I culture a GM version of the PC3 cell line. I'm not quite sure what your problem is with sub-culturing. Are you wondering when to subculture, or are you having issues with the cells after they are sub-cultured, or are you wondering which way to subculture them?

If you are having troubles getting them to grow, have you checked for mycoplasma contamination or a background fungal/bacterial contamination (particularly if you add antibiotics to your media)?
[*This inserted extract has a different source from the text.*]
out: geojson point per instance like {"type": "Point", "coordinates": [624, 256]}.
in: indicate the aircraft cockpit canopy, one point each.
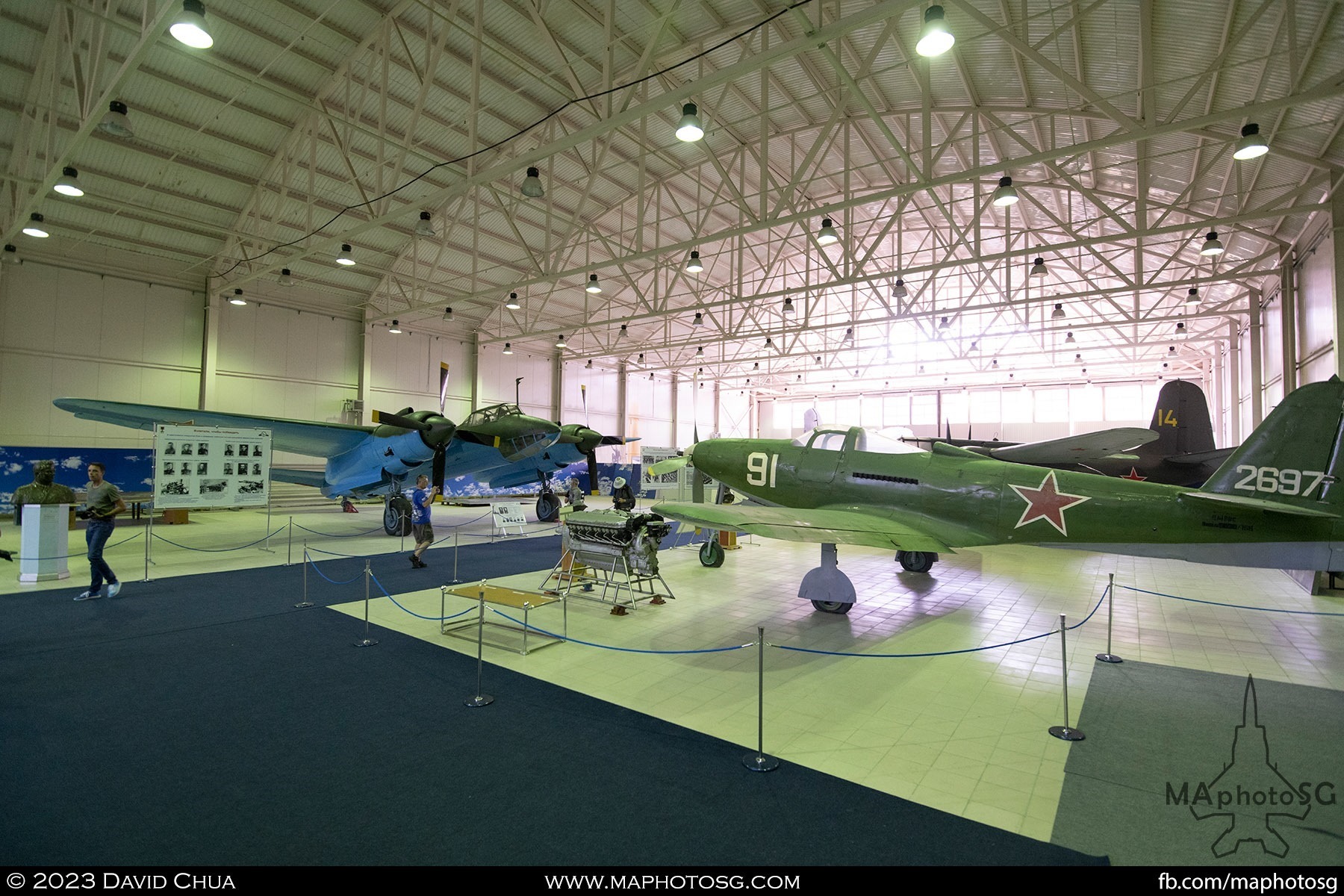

I have found that the PC3 cells have to be grown in a larger than usual flask (I use a 125cm2 flask, compared to the usual 80cm2 flask) as the cells seem to be quite disperse, and appear to inhibit each others growth when they become too confluent. My protocol for subculturing is as follows:

1) select a fairly confluent flask (about 75-80% coverage)
2) rinse the flask with PBS (about 20ml for a 125cm2 flask)
3) discard the PBS rinse
4) add 2ml 5% trypsin and put flask back in the humidified incubator (95% humidity, 5% CO2 at 37 degrees C) and wait about 2min until the cells detach
5) Add 10mL of media and split the cells as required (generally once the flask is quite covered I split the cells three time a week; Monday (one in three), Wednesday (one in two), Friday (one in three)
6) make the volume in the flask back up to 50mL media (for the 125cm2 flask)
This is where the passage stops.